INTRODUCTION
The other day i was going through some very old things and found the user manual of my very first audio card, the Shuttle Sound System 48. This was 16-bit stereo audio card and what made it somewhat special back in 1994 (where i used to live at least) was that it was Sound Blaster compatible. Back then Sound Blaster cards where the ones supported by most game titles but since Creative Labs wasn't available everywhere compatible models were the next best choice (also their products did cost more than compatible ones). Almost 3 decades later Creative is still going strong and recently released what could be one of their best USB audio cards/DACs to date, the Sound Blaster X5.

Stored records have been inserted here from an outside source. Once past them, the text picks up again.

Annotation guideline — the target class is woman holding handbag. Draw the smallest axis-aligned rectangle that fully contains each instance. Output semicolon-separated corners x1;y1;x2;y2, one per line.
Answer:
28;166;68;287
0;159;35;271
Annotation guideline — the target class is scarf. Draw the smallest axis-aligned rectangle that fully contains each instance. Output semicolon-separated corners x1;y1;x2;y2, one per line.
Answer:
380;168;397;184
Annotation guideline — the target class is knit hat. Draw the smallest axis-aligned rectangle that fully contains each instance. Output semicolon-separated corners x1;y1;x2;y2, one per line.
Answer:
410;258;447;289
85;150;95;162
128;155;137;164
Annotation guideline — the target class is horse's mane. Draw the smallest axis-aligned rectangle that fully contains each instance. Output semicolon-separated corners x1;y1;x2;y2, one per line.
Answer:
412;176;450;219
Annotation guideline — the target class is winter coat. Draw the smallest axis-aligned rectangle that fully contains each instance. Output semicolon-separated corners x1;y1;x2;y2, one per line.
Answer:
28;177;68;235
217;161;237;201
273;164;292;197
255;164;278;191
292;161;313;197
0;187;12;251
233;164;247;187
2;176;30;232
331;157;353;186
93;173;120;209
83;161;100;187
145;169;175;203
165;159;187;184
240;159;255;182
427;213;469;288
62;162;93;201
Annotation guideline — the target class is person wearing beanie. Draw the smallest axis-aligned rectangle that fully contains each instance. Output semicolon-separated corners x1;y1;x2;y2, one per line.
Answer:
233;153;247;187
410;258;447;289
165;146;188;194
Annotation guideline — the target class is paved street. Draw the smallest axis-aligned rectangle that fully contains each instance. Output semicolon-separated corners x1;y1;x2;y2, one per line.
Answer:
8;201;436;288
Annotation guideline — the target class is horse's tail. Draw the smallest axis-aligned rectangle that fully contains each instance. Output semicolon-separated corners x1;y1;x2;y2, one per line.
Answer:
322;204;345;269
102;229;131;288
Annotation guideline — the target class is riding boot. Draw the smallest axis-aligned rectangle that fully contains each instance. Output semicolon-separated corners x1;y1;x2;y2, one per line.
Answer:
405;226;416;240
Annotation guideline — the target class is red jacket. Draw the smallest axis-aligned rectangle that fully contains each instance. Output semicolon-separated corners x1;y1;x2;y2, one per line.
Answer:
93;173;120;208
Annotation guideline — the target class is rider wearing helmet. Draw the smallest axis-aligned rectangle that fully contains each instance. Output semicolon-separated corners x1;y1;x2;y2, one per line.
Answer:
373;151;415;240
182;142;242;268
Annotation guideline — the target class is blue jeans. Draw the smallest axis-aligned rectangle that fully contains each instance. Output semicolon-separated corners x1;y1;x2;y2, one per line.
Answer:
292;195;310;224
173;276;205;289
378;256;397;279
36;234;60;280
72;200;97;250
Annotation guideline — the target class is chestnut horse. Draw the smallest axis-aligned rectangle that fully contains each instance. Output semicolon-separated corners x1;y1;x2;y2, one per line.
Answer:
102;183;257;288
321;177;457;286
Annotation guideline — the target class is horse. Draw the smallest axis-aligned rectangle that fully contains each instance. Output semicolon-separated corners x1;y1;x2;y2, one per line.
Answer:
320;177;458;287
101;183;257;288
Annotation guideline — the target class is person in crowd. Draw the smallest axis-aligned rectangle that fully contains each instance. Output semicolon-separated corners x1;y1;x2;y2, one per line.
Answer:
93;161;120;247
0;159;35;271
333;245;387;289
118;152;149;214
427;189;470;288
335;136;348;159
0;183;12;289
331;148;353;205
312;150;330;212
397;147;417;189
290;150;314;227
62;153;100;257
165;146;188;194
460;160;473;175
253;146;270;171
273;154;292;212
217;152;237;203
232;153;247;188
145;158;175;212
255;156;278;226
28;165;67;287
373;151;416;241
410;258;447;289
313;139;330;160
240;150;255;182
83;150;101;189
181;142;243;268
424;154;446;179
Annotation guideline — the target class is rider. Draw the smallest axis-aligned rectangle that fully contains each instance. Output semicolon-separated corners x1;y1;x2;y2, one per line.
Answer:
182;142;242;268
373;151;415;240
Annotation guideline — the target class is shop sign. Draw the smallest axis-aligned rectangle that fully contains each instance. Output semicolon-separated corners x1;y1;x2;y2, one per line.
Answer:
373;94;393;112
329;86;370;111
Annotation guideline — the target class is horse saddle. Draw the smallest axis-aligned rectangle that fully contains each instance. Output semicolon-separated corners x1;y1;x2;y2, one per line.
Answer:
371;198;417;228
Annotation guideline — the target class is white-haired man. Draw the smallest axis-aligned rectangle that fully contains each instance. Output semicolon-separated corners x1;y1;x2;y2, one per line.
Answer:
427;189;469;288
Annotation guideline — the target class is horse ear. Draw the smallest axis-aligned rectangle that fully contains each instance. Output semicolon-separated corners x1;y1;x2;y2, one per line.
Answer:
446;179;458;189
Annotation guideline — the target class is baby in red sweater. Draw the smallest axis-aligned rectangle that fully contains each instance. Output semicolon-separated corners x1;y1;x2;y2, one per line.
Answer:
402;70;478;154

Creative is a worldwide leader in digital entertainment products. Famous for its Sound Blaster® sound cards and for driving the multimedia revolution - which established a user base of 400 million - Creative drives digital entertainment with cutting-edge audio solutions that include premium wireless speakers, wireless headphones, powerful audiophile-grade digital amplifiers and next-generation home-theatre systems. Aiming at the new mobile networked generation by bridging the worlds of the computer, smartphones, and tablets, Creative continues to reinvent the Sound Blaster, with its ground-breaking Sound Blaster Roar series and USB-audio class of products such as the Sound Blaster X7.
Just like the Sound Blaster X7 released almost 9 years ago the brand new X5 model is also an external USB model which this time over is equipped with dual CS43198 next generation, low power audio DACs by Cirrus Logic (digital-interpolation filters with support for five selectable digital filter responses, DoP128, DSD256, 600Ω impedance, 130dBA dynamic range, -115dB THD+N rating and inter channel isolation of >110 dB) which can deliver 32-bit/384kHz high-resolution lossless playback over PCM (virtual surround via HRTF is also supported) with a total harmonic distortion rating of just ~0.00018%. Just like past models Creative has once again equipped their latest model with an Xamp discrete headphone bi-amp (each audio channel is individually amplified via 3 stages of amplification circuits) which even supports studio-grade headphones all the way to 600Ω impedance and sensitive IEMs all the way down to 1Ω. In terms of connectivity the Sound Blaster X5 supports Bluetooth v5.0 (receiver) and sports numerous connectors including 4.4mm 5-pole (balanced), 3.5mm mic-in and 3.5mm headphone out (unbalanced) ports at the front and RCA stereo in/out, TOSLINK optical in/out, USB-C and USB-A host (for wireless audio transmitter) ports at the rear. Finally, via the Creative App software you can change audio modes, adjust the equalizer, enable/disable the acoustic engine features, enable/disable crystal voice, direct mode and scout mode, adjust audio quality, setup your speakers, adjust recording parameters, set display brightness and perform firmware and software updates. So, time to see what Creative has created almost 9 years since their last flagship USB audio card.